The further into the box Maya got, the more amused she got that she hadn't come across either one of her Maxes, and when she reached in to grab one of the last three and saw that she still hadn't gotten either one of them, she had to grin. Leave it to them to be the last ones standing, one pull after the next. They were inseparable, in just the way that might have worried their new art teacher into thinking that high school might come along and break them, but those two gave her vibes like her very own turtle friends, the originals, one of them her husband. If those guys had made it through high school and many years since the way they'd done, then so could these two.

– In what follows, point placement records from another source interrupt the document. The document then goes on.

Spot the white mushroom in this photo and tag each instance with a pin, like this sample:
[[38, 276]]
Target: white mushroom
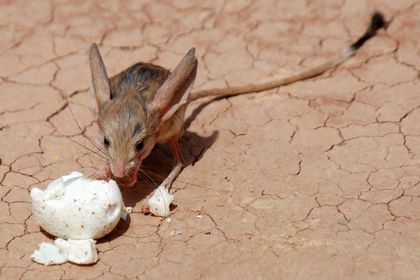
[[79, 209], [75, 207]]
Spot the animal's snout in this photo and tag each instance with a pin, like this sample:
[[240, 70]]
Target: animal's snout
[[118, 169]]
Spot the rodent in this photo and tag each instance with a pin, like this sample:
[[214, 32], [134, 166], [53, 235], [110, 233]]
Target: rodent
[[145, 104]]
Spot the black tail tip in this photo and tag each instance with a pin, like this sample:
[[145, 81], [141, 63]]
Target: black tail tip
[[378, 21]]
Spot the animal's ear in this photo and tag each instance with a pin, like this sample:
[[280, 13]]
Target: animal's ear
[[175, 91], [100, 81]]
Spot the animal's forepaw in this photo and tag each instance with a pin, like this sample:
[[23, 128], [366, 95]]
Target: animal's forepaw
[[104, 173]]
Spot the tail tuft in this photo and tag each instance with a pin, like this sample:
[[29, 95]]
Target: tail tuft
[[377, 22]]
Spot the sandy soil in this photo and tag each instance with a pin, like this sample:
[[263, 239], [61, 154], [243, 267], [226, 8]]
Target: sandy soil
[[316, 180]]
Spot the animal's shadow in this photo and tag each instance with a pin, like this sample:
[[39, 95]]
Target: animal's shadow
[[157, 166], [159, 163]]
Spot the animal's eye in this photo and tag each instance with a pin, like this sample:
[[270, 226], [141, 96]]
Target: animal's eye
[[139, 145], [106, 142]]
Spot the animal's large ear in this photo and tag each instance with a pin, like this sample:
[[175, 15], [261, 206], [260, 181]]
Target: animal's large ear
[[100, 81], [175, 91]]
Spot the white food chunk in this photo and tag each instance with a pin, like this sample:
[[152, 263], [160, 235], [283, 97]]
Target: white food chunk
[[78, 251], [76, 207], [75, 251], [160, 201], [48, 254]]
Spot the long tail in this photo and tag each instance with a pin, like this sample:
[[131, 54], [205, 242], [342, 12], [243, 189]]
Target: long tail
[[377, 22]]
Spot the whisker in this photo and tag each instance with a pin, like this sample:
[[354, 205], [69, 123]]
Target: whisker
[[142, 172]]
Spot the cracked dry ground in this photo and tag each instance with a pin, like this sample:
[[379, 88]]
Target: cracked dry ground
[[315, 180]]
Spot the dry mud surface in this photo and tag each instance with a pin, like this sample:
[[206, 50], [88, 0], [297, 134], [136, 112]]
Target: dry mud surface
[[316, 180]]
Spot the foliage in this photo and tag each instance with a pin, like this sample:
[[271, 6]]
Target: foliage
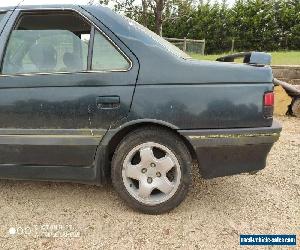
[[265, 25]]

She'd been getting to know them both over this week, one as a complete stranger, the other as something close enough to a stranger as to count. She'd known Max Farrell for several years, but most of what she knew about him was second-hand information from his older sister or his parents whenever she'd gotten to interact with them. She wouldn't say that she had really started to know this Max, the present Max until this week. What she'd seen then and what she saw on his sketchbook cover now was a boy who was very much still in the process of finding himself but eagerly made that search.

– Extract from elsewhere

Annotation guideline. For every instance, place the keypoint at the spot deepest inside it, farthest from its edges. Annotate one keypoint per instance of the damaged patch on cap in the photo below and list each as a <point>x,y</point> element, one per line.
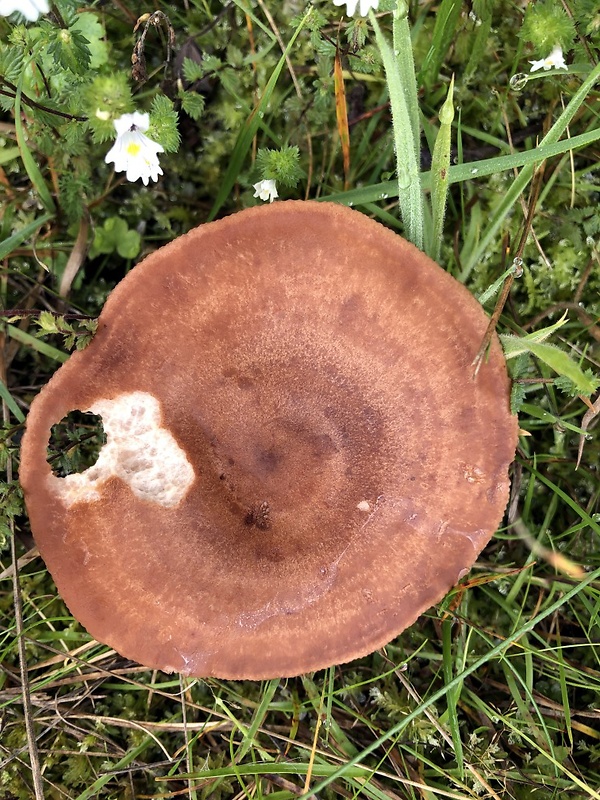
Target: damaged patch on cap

The same could be said of his best friend. Max McAllister had spent so much of her childhood being one thing and, with that one thing taken away from her and eventually set aside, she'd had to figure out who she was going to be. For her, from what Maya had been able to gather from hearing Max herself and from what some of the other teachers had been saying, it looked as though she might have done a lot of that search as something more like research. She would look at anything that left her perplexed as an invitation to fill in the blanks, and that had made her very good at retaining knowledge. She was already coming along as someone they had their eyes on to be a top student in her year.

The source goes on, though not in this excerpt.